Hoy quiero dedicar esta breve crónica a un óbito. Y no es el de Adolfo Suarez, sino el de un personaje anónimo. El 14 de agosto de 1945, en el Time Square de Nueva York, el fotógrafo Alfred Eisenstaedt tiró la famosa instantánea que, a la postre, se convirtió sin quererlo en uno de los iconos de la II Guerra Mundial. El momento se corresponde a una manifestación de júbilo por el final de la guerra. Conocida la noticia, la gente ocupó las calles de Nueva York para celebrarlo. Cuando la chica que aparece en la foto se acercó al marinero y le dijo que la guerra había terminado y que podría volver a casa, él, exultante, la tomó entre sus brazos y la besó apasionadamente. Ambos protagonistas vivieron en el anonimato durante la mayor parte de sus vidas. Sólo fue hasta hace unos pocos años cuando se conoció la identidad de los espontáneos amantes. Él se llamaba Glenn McDuffie y entonces tenía 18 años, pertenecía  a la armada norteamericana y su hermano estaba prisionero  en  Japón. Ella, al parecer, se llamaba Edith Shain, era enfermera y falleció en el año 2010.

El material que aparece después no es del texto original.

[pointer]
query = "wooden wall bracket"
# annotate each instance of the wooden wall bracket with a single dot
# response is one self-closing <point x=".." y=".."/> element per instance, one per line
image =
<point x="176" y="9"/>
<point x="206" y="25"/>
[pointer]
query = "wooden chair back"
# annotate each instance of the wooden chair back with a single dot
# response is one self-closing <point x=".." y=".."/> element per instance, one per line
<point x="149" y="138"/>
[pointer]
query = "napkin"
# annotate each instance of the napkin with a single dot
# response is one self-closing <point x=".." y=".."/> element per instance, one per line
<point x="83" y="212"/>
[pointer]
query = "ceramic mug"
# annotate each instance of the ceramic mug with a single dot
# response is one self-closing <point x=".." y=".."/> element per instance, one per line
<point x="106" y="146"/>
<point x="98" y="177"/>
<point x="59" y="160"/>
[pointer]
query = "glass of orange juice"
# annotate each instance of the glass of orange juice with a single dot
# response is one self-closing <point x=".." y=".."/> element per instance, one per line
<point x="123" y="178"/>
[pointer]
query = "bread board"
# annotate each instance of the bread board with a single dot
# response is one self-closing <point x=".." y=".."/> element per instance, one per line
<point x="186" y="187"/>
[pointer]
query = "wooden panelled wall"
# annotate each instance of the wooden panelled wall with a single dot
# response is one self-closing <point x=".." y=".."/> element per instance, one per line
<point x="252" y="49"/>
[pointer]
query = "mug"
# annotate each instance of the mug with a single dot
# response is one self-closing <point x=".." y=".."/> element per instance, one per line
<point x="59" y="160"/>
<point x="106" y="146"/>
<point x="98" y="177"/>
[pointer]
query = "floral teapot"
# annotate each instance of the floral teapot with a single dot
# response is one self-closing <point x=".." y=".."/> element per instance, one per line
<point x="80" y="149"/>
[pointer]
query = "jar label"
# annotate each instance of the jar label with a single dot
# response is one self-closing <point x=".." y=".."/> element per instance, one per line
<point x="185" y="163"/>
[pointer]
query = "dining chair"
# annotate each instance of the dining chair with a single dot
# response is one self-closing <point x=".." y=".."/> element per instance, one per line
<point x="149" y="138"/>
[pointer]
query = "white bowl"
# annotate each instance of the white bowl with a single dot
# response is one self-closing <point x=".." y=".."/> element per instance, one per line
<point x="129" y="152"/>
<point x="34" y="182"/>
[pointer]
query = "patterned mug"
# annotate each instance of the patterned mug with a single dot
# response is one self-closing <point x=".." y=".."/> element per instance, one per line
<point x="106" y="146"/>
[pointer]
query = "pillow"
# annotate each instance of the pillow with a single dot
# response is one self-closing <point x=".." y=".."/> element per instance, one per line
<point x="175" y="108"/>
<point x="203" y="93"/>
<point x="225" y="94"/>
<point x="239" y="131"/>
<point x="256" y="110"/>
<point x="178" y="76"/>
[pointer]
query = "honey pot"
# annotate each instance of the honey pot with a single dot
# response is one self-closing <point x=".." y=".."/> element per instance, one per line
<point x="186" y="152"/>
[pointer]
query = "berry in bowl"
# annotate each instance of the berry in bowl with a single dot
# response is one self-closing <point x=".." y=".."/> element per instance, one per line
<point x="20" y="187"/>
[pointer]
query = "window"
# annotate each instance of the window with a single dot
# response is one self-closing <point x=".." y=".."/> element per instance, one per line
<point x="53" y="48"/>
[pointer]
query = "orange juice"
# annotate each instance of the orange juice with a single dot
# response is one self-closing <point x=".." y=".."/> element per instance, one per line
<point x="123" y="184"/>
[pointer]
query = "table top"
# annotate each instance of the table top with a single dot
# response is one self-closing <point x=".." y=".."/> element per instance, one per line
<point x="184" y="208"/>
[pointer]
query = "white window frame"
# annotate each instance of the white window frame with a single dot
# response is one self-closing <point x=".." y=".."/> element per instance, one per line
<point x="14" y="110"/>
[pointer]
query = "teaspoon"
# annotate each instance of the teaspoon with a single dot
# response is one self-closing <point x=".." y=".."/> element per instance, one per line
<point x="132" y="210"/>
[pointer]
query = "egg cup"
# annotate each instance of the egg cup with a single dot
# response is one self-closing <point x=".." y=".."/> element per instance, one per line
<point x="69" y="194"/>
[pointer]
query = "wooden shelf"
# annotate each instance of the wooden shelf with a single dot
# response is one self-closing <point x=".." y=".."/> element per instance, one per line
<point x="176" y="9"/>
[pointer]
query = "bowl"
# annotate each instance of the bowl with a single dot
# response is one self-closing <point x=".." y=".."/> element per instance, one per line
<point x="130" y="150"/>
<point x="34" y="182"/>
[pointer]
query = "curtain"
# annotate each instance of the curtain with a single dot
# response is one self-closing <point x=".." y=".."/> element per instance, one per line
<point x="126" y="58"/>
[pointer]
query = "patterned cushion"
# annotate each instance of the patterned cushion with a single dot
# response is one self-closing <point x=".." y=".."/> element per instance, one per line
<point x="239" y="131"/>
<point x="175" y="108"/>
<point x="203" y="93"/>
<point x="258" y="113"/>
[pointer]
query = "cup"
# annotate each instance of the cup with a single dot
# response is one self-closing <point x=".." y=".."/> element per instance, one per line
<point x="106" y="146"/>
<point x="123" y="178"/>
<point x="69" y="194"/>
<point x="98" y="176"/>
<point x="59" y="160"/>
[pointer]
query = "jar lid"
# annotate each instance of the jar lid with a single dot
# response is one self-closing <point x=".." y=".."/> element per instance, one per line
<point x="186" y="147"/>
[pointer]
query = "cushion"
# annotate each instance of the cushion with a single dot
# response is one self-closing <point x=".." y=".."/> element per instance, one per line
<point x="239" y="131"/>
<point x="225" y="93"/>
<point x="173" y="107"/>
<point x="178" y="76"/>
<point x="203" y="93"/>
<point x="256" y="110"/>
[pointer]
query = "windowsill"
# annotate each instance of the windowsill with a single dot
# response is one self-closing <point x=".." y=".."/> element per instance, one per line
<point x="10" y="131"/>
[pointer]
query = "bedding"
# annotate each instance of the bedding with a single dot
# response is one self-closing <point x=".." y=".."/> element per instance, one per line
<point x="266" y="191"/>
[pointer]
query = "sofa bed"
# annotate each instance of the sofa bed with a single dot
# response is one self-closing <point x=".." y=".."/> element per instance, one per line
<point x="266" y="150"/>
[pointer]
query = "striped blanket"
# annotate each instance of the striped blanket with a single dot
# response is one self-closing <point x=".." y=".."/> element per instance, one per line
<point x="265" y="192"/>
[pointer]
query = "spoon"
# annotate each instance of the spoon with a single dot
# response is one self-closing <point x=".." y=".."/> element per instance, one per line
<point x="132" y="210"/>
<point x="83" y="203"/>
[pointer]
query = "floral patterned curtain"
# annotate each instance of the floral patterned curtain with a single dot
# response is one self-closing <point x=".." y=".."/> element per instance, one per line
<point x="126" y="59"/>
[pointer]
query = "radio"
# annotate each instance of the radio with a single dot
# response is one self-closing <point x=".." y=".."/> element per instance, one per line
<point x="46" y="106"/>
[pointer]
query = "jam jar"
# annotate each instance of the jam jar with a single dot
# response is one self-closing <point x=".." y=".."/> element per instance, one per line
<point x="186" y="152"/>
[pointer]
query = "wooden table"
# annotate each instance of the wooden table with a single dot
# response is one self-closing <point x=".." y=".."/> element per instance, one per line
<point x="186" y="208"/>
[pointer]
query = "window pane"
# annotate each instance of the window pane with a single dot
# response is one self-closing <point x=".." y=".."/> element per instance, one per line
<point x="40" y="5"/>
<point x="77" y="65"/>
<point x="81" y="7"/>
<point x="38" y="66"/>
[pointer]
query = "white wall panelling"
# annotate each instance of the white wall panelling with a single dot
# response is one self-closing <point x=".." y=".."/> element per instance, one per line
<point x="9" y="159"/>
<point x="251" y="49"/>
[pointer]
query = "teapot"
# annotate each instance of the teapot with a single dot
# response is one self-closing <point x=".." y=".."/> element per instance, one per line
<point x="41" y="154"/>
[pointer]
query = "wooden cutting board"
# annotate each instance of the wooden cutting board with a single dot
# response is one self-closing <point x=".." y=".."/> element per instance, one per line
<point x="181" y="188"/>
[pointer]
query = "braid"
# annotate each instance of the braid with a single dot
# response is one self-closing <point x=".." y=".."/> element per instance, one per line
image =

Glenn McDuffie acaba de morir físicamente el pasado 9 de marzo en Dallas (Texas). Digo físicamente porque su imagen quedó inmortalizada como símbolo de alegría y amor espontáneo. La fotografía conocida como ‘kissing sailor’ (el marinero besando), mezcla de pasión desenfrenada y alegría desbordante, es icono de una época. Pero nos recuerda que lo único que hay que celebrar en una guerra es su final. Eso es lo que selló el beso anónimo de aquellos jóvenes. No se celebraba la victoria ni la derrota del enemigo, porque en una guerra siempre perdemos todos.

 

©Luis Rivero Afonso     www.luisrivero.es

 

Una respuesta para El marinero besando

  1. Inma Flores Responder

    23 marzo, 2014 a las 10:26 pm

    Existen besos que dejan sin aliento, besos que taladran el alma y se quedan ahí perpetuamente durante toda una vida… y besos como este, que todos hemos soñado con imitar alguna vez. Muy buen artículo; esa foto ha marcado un antes y un después en muchos de nosotros, sobre todo porque hace brotar alas.